May Is Motorcycle Safety Awareness Month
April 29, 2013
By Dorinda Ware
Dugway Proving Ground, UT - May Is Motorcycle Safety Awareness Month
May is designated Motorcycle Safety Awareness month calling attention to the dangers and vulnerabilities motorcyclists face on the road.
Motorcyclists are much more vulnerable to crashes than other drivers. In 2007, the mileage death rate for motorcyclists in 2007 was 37 times greater than for passenger car occupants. Motorcycle safety also is an issue of increasing concern -- fatalities involving drivers and motorcyclists increased 131 percent between 1998 and 2008, according to National Safety Council (NSC).

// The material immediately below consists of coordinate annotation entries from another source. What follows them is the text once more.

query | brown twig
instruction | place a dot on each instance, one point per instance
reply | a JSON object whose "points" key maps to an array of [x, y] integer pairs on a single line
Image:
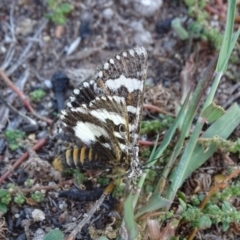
{"points": [[147, 143], [157, 109], [212, 191], [23, 98], [38, 145], [86, 219]]}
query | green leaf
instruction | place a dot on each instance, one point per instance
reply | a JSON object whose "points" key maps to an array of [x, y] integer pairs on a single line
{"points": [[3, 192], [204, 222], [223, 127], [179, 29], [154, 203], [3, 208], [212, 113], [54, 235], [129, 223]]}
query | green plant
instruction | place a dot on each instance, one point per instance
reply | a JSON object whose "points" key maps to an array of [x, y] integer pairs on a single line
{"points": [[58, 11], [37, 95], [188, 154], [19, 198], [14, 138], [200, 27], [37, 196]]}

Throughout Motorcycle Safety Awareness Month, NSC encourages motorists to share the road with motorcyclists and be extra alert when they are nearby. The National Safety Council (NSC) offers six tips to help drivers and motorcyclists alike stay safe on the roads this May and all year long. NSC's tips include:
1. Passenger car drivers must allow greater following distance behind a motorcycle.

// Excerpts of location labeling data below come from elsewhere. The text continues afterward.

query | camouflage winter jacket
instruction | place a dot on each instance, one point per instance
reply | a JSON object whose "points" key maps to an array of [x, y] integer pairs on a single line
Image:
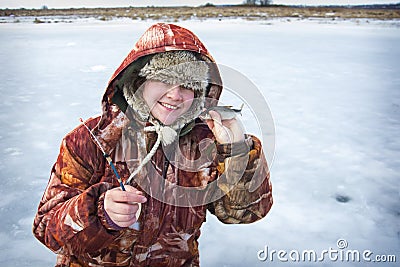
{"points": [[71, 220]]}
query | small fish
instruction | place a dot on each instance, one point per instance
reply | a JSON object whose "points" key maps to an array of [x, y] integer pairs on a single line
{"points": [[226, 112]]}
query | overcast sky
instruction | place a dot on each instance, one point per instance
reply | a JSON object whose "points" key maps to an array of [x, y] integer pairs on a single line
{"points": [[115, 3]]}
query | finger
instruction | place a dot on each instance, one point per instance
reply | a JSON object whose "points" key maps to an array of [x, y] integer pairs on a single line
{"points": [[131, 195], [122, 220], [215, 115], [122, 209], [210, 124]]}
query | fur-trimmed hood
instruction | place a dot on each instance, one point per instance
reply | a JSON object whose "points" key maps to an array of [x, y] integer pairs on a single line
{"points": [[159, 38]]}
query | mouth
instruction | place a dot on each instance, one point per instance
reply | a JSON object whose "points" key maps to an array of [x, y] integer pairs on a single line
{"points": [[168, 106]]}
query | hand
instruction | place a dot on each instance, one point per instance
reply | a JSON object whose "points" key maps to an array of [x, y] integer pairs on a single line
{"points": [[121, 206], [225, 131]]}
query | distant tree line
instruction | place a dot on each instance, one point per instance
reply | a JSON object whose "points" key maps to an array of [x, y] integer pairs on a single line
{"points": [[258, 2]]}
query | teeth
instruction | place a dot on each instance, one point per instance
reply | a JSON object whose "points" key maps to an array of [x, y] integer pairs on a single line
{"points": [[168, 106]]}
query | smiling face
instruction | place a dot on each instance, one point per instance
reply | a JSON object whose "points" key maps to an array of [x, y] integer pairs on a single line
{"points": [[167, 102]]}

2. Drivers also must show extra caution in intersections. Most crashes occur when a driver fails to see a motorcyclist and turns left in front of a motorcycle.
3. Drivers should never try to share a lane with a motorcycle. Always give a motorcycle the full lane width.

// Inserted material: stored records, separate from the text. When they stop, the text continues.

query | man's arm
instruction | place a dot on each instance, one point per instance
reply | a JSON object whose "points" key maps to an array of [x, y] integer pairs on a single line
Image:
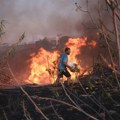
{"points": [[66, 64]]}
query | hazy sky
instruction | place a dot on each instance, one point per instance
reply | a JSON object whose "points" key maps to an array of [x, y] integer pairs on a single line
{"points": [[39, 18]]}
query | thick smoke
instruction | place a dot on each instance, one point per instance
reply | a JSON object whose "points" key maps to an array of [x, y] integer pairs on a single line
{"points": [[46, 18], [38, 18]]}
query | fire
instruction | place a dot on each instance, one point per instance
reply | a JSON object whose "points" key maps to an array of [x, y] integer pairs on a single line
{"points": [[43, 65]]}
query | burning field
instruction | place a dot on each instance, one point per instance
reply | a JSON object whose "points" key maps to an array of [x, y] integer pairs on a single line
{"points": [[43, 63]]}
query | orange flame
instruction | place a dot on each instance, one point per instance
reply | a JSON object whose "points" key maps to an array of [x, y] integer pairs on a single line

4. Motorcyclists should avoid riding in poor weather conditions.
5. Motorcyclists should position their motorcycles to avoid a driver's blind spot.
6. Motorcyclists must use turn signals for every turn or lane change.
Many crashes occur because motorcycles are hidden in a vehicle's blind spot. Drivers should always make a visual check for motorcyclists by checking mirrors and blind spots before entering or leaving a lane of traffic, NSC explained.
"Throughout spring and summer the number of motorcyclists on the road will increase. It is important for both motorists and motorcyclists to be aware of one another," said David Teater, NSC senior director of Transportation Initiatives. "To better defend themselves, motorcyclists should follow the rules of the roadway and wear protective gear, including a Department of Transportation compliant helmet.